3. No. For hosting, you're best off researching at webhostingtalk.com, by interacting with hosts + users. Seek out some quality suggestions on hosts, don't refer to a list of links of companies that simply pay big bucks to CNET. That so-called "review" list didn't even review anything. These days, it's all about quantity of "content" (any old POS typed junk by any random person online) rather than well-researched authoritative articles overseen by journalism-educated editors.


----------



## Eriksrocks (Aug 7, 2005)

Hire a web developer that specializes in e-commerce. E-commerce is not simple simply due to the security concerns involved with transferring money over the internet. You have to have an SSL certificate, appropriate e-commerce product, be PCI compliant, etc. (this is assuming you host your own solution).

You could go with a completely hosted e-commerce solution that deals with all of the backend for you, but you'll probably still need help.

Unfortunately you're way in over your head here.  If you want to do this by yourself you're going to have to sit down and learn a lot of stuff.


----------



## Archanfelx3 (May 23, 2010)

I like http://www.hostgator.com.


----------



## AOGD (May 25, 2010)

I love godaddy and hostgator, but I'm technically savvy enough to give you the recommendation, but I feel its important to at least pass along the information that I got from my web marketing guy. He likes it....so I guess I do to, lol.


----------



## wwe9112 (May 4, 2008)

Wrzhost.com you can use nulled software on it... its fast, great support, great staff, i have used them for several years no problem.


----------



## dvk01 (Dec 14, 2002)

wwe9112 said:


> Wrzhost.com you can use nulled software on it... its fast, great support, great staff, i have used them for several years no problem.


What do you mean by "nulled" software

generally that refers to hacked software to remove limitations or copyright notices and can introduce major security problems

Recommending a site that allows or condones illegal acts or piracy isn't a good idea

please confirm what you mean


----------



## wwe9112 (May 4, 2008)

They don't condone it; just where their servers are you wont get into trouble.
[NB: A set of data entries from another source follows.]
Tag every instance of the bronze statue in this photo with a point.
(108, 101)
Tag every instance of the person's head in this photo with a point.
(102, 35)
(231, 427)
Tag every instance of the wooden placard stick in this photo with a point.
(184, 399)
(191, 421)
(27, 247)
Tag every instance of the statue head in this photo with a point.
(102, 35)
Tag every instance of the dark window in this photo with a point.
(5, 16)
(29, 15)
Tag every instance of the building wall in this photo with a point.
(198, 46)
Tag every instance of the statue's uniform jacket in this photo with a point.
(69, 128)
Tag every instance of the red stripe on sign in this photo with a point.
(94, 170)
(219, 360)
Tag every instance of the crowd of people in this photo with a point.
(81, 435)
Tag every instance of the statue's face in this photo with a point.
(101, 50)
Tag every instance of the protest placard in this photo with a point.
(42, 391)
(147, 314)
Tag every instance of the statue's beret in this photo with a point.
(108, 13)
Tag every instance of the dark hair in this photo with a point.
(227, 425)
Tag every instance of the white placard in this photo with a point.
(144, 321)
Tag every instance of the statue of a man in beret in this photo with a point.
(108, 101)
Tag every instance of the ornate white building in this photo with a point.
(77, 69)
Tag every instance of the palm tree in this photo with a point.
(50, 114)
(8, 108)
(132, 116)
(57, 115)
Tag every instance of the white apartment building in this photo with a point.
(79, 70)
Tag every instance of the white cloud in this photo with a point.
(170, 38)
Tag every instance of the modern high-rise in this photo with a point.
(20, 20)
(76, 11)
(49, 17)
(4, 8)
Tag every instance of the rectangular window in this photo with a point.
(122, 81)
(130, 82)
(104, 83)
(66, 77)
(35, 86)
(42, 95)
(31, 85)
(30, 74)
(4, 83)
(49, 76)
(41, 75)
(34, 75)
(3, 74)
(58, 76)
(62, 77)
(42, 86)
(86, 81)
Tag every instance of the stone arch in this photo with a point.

I for one don't support that part of them nor do I follow that of them.. I was just saying like if he wanted to try out like a vbulletin before he bought it(and not going live) then he wouldn't get into trouble. I didn't mean for that to sound like I support that. I support that the fact they are cheap and have fast servers and great support but their severs are in like hong kong and neverlands and that sort of thing. I should have just said that the servers are located there instead of saying nulled. I apologize.


----------